OSAKA -- Faked photos of neon signs on Osaka's iconic Tsutenkaku Tower that could be construed as discouraging people from getting the coronavirus vaccine have gone viral online, prompting the tower's operator to warn people about the "vicious rumor"-spreading images.

    Tsutenkaku Kanko Co. on Nov. 4 revealed on its official Twitter account that fake images of ads including ones roughly translating to "Don't get the shots" and "Under clinical trials. Don't get the shots" are spreading on social media.

    According to President Takamitsu Takai, the apparently photoshopped images began to spread on Nov. 3 via Twitter and Instagram, sparking a flood of complaints to the firm, such as, "Is your company really putting up this ad?" and, "Stop the images from spreading if they are disinformation." One person even asked, "How much does it cost to put up an (anti-vaccine) ad?" The firm says its operations have been disrupted by the complaints.

    Tsutenkaku Tower is seen lit up in green in accordance with Osaka Prefecture's own coronavirus alert level, in this photo taken in Osaka's Naniwa Ward on Oct. 25, 2021. (Mainichi/Rei Kubo)

    The Tsutenkaku Tower has been lit up either in red, yellow or green to reflect the current coronavirus alert level set by Osaka Prefecture. The tower had just turned green, the safest level, on Oct. 25, for the first time in about a year and three months, after infection spread in the prefecture subsided.

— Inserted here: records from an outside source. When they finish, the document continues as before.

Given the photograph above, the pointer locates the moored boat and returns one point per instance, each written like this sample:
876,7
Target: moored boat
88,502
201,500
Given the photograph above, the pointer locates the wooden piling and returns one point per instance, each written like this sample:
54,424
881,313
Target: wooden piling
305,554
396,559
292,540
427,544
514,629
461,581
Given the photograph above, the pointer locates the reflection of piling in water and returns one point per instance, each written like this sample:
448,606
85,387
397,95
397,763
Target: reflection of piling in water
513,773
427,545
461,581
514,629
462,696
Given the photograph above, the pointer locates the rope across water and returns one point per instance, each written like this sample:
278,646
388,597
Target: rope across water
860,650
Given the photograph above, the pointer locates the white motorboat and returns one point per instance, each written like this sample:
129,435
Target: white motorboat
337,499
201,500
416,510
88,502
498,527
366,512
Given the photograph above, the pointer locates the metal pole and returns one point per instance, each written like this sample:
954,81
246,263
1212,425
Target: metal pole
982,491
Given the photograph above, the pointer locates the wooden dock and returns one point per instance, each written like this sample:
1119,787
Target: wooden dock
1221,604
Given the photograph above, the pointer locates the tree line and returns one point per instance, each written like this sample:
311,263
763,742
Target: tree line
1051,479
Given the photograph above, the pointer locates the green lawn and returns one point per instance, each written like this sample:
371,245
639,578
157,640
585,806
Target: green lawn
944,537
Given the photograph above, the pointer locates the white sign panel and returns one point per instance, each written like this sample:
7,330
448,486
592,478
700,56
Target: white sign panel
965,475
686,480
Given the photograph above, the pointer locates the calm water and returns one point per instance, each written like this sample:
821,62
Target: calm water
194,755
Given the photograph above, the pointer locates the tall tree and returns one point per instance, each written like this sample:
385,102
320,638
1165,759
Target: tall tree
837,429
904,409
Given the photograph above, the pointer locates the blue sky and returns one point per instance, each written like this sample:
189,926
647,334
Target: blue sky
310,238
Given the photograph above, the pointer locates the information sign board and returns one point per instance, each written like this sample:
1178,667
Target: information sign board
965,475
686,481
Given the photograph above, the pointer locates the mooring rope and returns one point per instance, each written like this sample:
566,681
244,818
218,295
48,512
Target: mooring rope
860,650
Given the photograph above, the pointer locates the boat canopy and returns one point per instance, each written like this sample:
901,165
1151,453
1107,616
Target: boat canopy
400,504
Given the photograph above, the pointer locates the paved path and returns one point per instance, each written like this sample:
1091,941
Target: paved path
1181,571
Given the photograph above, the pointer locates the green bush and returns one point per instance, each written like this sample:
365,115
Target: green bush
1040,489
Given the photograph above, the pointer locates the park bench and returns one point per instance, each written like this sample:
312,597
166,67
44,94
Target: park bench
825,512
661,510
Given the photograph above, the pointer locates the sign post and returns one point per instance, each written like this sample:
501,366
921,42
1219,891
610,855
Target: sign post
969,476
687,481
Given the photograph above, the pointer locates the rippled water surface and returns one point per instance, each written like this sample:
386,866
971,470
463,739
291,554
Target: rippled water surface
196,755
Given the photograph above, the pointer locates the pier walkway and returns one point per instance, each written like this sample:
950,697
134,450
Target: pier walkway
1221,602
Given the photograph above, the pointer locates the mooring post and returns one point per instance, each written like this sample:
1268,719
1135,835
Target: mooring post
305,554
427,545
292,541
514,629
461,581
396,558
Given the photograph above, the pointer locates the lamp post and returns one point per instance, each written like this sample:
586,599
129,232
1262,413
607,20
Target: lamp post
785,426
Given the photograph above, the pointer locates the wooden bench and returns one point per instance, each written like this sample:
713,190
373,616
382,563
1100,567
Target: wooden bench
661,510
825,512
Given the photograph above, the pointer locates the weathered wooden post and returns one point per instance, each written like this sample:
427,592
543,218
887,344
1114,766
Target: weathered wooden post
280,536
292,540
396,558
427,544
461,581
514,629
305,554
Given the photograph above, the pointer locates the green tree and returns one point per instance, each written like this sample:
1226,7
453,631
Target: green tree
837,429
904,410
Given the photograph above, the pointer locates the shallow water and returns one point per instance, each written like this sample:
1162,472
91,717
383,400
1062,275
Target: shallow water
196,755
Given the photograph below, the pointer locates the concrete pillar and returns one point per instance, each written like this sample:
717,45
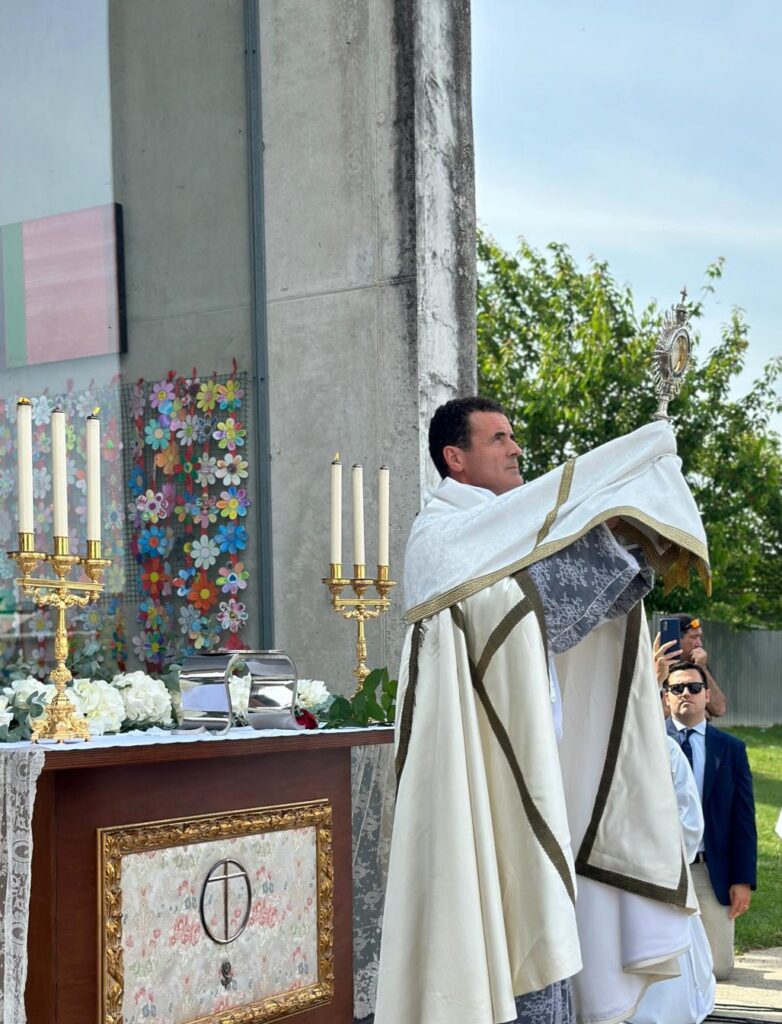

    "We are finally seeing signs of recovery from the coronavirus crisis. The tourism and restaurant industries have been battered, and now is the time for the whole of Osaka to unite to overcome the crisis. This is not a problem affecting the Tsutenkaku Tower alone. Disinformation like these images are malicious and utterly unacceptable," Takai said.

    If the spread of the false ad images does not abate, the company says it will consider legal action against the original poster and those who spread them.

    "These images appear to have been rendered by a criminal for pleasure. We are looking into responding to the case as forcible obstruction of business," the company president said.